Meyer Burger orders surge 40%, fails to avoid 2015 loss

With the PV equipment supply market rapidly improving, strong demand for its PERC solution and having achieved cost reductions, Meyer Burger enjoyed a much improved 2015. However, the company was not able to return its financials back to black for the year, blaming previously announced project delays as having delayed expected revenues totaling around CHF40 million ($41.2 million). These revenues will be realized in 2016.

Meyer Burger booked revenues of CHF323.6 million ($333.25 million) in 2015, up 8.3% YoY. New bookings for the year came in at CHF 418.9 million ($431.4 million), up slightly over 40% YoY.

Having achieved personnel costs reductions of CHG25.4 million ($26.2 million), or 14%, in 2015, Meyer Burger now expects to hit break even with revenues of CHF400 million ($412 million). Given this, it appears likely that 2016 will see Meyer Burger return to modest profit – if it is able to maintain order momentum. The Swiss company began 2016 with an order backlog of CHF257.5 million ($265.2 million) – a 35.5% YoY increase.

Meyer Burger’s long-running dispute with U.S. equipment supplier GT Advanced Technologies, which itself only emerged from bankruptcy very recently, was resolved in 2015. The dispute was over the supply of sapphire glass equipment that Meyer Burger had shipped to the U.S. firm. Meyer Burger accepted a by-proxy settlement of $13.9 million from GTAT, while it was under Chapter 11, in 2015.

Order flows

Meyer Burger booked solar segment orders worth CHF142 million ($146 million) in 2015, up around 70% YoY. The company reported orders for the MB PERC technology, called MAiA 2.1, which was designed and is produced by its German subsidiary Roth & Rau. Heterojunction (HJT) PV cell production equipment, along with wafer and module measurement technology sales were also booked in 2015.

Due to considerable demand for its MAiA 2.1 PERC upgrade, there were reports in 2015 that Meyer Burger was struggling to keep up with the timely supply of the tool, resulting in long lead times. No mention of this was made in Meyer Burger’s 2015 financial statement, although it may be behind some of the delayed revenues for the year.

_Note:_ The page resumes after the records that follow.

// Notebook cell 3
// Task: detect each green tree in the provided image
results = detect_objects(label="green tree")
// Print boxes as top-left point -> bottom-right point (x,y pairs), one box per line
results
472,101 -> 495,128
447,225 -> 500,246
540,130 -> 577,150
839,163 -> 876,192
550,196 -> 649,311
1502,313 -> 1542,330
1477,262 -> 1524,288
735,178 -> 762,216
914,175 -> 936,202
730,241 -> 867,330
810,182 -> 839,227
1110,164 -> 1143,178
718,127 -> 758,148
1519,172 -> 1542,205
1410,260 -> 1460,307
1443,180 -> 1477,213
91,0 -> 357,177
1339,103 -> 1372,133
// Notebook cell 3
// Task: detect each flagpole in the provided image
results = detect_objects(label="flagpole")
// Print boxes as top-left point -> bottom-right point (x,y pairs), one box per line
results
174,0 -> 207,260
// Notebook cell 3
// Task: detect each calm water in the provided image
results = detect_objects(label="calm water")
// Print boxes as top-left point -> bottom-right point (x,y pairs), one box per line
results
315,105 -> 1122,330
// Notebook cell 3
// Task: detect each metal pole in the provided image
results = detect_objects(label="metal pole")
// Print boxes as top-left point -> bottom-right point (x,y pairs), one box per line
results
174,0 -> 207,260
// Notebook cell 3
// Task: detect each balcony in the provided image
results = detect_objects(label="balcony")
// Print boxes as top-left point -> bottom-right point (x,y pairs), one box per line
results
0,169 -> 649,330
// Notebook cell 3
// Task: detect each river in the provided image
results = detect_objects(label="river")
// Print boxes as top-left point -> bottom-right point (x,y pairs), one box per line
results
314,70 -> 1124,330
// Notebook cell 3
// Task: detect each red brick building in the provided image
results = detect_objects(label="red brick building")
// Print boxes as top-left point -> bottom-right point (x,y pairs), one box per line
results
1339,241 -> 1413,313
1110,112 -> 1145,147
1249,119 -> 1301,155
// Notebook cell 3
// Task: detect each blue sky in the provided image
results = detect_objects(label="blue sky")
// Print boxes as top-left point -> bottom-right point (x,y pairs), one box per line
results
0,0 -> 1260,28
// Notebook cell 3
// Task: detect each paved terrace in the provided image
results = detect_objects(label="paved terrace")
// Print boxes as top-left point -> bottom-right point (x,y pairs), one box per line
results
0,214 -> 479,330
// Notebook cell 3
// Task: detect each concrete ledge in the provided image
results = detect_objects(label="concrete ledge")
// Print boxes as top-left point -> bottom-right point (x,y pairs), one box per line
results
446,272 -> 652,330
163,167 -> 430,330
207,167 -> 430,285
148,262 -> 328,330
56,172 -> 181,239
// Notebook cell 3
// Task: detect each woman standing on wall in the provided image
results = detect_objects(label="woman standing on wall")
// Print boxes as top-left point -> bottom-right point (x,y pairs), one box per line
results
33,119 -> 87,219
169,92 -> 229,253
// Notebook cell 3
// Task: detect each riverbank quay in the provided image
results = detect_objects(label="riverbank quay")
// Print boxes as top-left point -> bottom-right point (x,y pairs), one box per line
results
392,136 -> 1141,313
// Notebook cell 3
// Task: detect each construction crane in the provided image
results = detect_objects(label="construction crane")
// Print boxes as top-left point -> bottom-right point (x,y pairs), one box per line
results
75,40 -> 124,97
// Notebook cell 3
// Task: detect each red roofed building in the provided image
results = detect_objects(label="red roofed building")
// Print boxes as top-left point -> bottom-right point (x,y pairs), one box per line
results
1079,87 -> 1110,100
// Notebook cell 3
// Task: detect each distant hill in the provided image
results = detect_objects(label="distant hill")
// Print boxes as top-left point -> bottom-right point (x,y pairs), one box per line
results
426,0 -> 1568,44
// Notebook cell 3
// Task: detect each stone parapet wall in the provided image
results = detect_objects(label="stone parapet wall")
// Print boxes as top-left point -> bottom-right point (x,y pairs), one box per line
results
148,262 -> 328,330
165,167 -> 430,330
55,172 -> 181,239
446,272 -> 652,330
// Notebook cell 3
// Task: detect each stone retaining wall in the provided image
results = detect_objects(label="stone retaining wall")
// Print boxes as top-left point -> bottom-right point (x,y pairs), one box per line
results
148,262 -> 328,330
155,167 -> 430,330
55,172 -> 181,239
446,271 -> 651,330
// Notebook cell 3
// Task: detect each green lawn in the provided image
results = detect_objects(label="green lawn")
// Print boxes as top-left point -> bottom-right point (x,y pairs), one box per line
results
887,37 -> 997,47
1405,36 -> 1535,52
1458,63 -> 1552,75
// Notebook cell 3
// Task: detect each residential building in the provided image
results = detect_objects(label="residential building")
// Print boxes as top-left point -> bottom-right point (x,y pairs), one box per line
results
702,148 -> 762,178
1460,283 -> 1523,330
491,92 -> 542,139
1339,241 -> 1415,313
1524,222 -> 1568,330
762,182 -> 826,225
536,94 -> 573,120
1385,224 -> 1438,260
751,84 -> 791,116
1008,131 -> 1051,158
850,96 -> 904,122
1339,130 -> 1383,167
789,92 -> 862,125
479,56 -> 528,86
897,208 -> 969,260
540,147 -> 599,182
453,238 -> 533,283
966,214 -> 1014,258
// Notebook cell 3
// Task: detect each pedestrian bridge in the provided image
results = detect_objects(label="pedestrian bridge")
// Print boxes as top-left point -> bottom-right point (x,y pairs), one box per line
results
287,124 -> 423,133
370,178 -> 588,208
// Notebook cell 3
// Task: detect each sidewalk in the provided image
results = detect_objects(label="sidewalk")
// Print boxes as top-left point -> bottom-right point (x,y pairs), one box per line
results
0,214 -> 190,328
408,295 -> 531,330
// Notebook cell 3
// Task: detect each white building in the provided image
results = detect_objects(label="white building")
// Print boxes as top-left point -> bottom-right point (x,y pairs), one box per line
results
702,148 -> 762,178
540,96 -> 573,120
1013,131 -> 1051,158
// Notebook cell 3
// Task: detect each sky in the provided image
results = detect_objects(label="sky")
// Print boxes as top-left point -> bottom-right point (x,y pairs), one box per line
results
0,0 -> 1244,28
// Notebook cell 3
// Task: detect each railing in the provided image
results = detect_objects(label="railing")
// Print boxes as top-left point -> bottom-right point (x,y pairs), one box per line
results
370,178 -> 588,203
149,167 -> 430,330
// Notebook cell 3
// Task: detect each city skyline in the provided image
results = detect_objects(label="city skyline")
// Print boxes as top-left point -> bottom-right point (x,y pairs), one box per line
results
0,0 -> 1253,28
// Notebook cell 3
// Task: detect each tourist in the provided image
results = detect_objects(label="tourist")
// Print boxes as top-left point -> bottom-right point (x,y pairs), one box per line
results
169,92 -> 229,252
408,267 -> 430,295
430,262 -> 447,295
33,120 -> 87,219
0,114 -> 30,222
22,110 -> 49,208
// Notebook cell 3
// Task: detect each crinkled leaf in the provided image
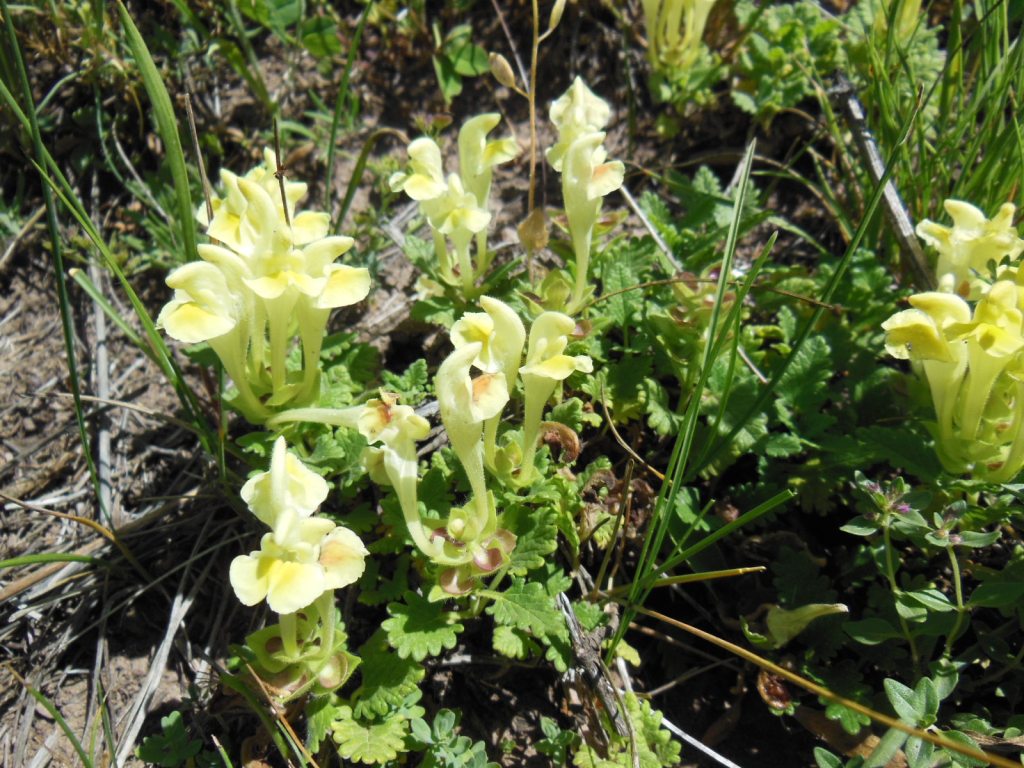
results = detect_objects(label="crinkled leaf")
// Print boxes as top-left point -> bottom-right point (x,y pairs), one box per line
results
306,694 -> 338,753
486,579 -> 566,637
381,592 -> 463,662
492,625 -> 540,658
333,707 -> 409,765
352,630 -> 424,718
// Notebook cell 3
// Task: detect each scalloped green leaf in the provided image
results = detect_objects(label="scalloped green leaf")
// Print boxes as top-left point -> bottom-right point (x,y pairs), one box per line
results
492,626 -> 540,658
487,580 -> 566,637
381,592 -> 463,662
502,504 -> 558,575
332,707 -> 409,765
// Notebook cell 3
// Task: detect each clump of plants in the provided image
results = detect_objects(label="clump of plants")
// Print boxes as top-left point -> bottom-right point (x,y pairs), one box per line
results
6,0 -> 1024,768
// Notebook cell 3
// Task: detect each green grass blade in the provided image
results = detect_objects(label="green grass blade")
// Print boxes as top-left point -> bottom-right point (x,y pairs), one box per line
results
0,552 -> 103,568
22,684 -> 93,768
118,0 -> 197,261
0,0 -> 109,515
608,141 -> 755,658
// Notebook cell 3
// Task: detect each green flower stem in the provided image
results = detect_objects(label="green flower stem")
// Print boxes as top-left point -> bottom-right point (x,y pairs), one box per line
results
209,331 -> 269,424
452,229 -> 476,301
430,233 -> 457,285
280,613 -> 299,660
945,544 -> 968,658
267,292 -> 293,398
988,381 -> 1024,482
266,406 -> 362,429
483,414 -> 499,471
314,590 -> 337,666
518,374 -> 557,485
565,239 -> 593,314
473,229 -> 494,281
296,301 -> 331,402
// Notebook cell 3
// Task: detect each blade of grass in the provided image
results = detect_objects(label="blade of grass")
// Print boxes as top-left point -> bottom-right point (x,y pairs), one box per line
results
32,158 -> 219,457
68,267 -> 147,354
324,3 -> 374,210
10,671 -> 93,768
681,88 -> 918,482
607,141 -> 756,663
0,0 -> 110,518
118,0 -> 197,261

Looking further forward, Meyer Burger aims to win further upgrade business as the PV business continues its path towards high-efficiency cell concepts, like PERC and HJT, and from slurry based crystalline silicon wafering to diamond wire cutting.

Meyer Burgers operating margin came in at 47.7% in 2015, up 5.4 percentage points. The company says this meets its expectations.

In terms of cost reductions, Meyer Burger reported that restructuring at its Colorado Springs Diamond Materials activities led to cost reductions of $6 million at the site. One-off losses from the sale of Roth & Rau subsidiaries of CHF6.3 million ($6.5 million) were booked for the year. Meyer Burger notes in its financial statement that this means its operating costs were reduced by around 15% last year.

Assets and cash

Meyer Burger finished 2015 with CHF572.3 million ($589.4 million) in total assets, down from CHF755.9 million ($778.4 million) the previous year. The company attributes this to decreases in cash reserves, property, plant and equipment depreciation and amortization, along with one-time impairments. Cash stood at CHF101.5 million ($104.5 million) and inventories of CHF117.8 million ($121.3 million) by 2015’s close. 2015 liabilities stood at CHF397.3 million ($409.15 million).

The Swiss National Bank’s decision to end the Swiss Franc/Euro minimum exchange rate in 2015, cost the company some CHF25.5 million ($26.26 million), Meyer Burger reports.

Meyer Burger has set as a "top priority" return to EBITA break-even status in 2016. It describes its previously stated 2020/21 goal of sales totaling CHF1.3 billion ($1.34 billion), with an EBITA margin of between 13% and 15% as being "quite ambitious from the present point of view."